Jun. 23rd, 2004

tanaise: (Default)
Work was one of the purest forms of evil yesterday (it's my catch phrase today.  Just you wait.).  The 20 and 40 meg Powerpoint files that I made now get broken back down into chapter files. This is easy, just time consuming--each chapter has about 60 image slides and 20 map slides.  The interesting part of it was that this history book was constructed in blocks of time, not blocks of space, as I was taught.  We learned europe from say, 500 BCE to 1500 CE, and then Asia, and then Africa.  Which was all well and good, but it means my mind's timelines for each area are isolated.  This book does things like, up to 500 BCE over the whole world, and then 500 BCE to 500 CE, so the timelines are linked--of course the africans had chinese pottery in their tombs, as the silk road was established by that time--stuff like that.  It's also a slightly disturbing process at the same time.  For example, this picture scared me the first time I saw it, and still does, really. 

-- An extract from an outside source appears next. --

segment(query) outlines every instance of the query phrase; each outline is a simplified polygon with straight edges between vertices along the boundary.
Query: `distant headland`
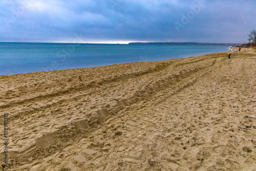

And I'd forgotten what an ugly war WW1 was.  I don't think any of them are pretty, mind you, and maybe it's just that I've read more things set in that time than anything else, but gah.  Nash, Menin Road, is another image that I came across.  This used to be a forest, that's what the tall black things were--trees.  I just remember all the nastiest descriptions in the books I've read--everyone was still learning how to kill most effectively, and either over did it or didn't quite do a good enough job.  I don't know if WW2 was better or worse, perhaps it's like the difference between the first child and all subsequent ones--they no longer felt it was necessary to record the details and minutia. 
tanaise: (braids)
So yesterday, walking home, I managed to be walking on the wrong side of the walk three times--you know, where you end up doing that dodging on-coming pedestrian thing back and forth until someone gives up? Three times. And I was on the right side of the walk, I think. At least, i only had to dodge the three of them. but it was odd. I felt suddenly like I got out of the wrong side of my bed, or something

Oh, the wrongness of this sentence: "After some hesitation the Communist government crushed the student leaders and their supporters with tanks and executions, reaffirming its harsh, authoritarian character." Oh, the wrongness. No mixing literal and figurative images in a text book. Bad person who wrote this. Bad!

And oddly enough, I'm feeling an urge to read non-fiction, something I haven't been interested in since, well, since college, I guess. But the Prague spring really appealed to me when I studied it the first time, and even more so when I realised that my mom was my age when it happened (well, my age when I learned about it). One of her boyfriends in college actually spent his Career Development spring quarter in Prague that year. It's...it's almost thinking about a story, but not quite, and for a time like that, I need to actually do research, so I'll be looking up options on the Boston library site.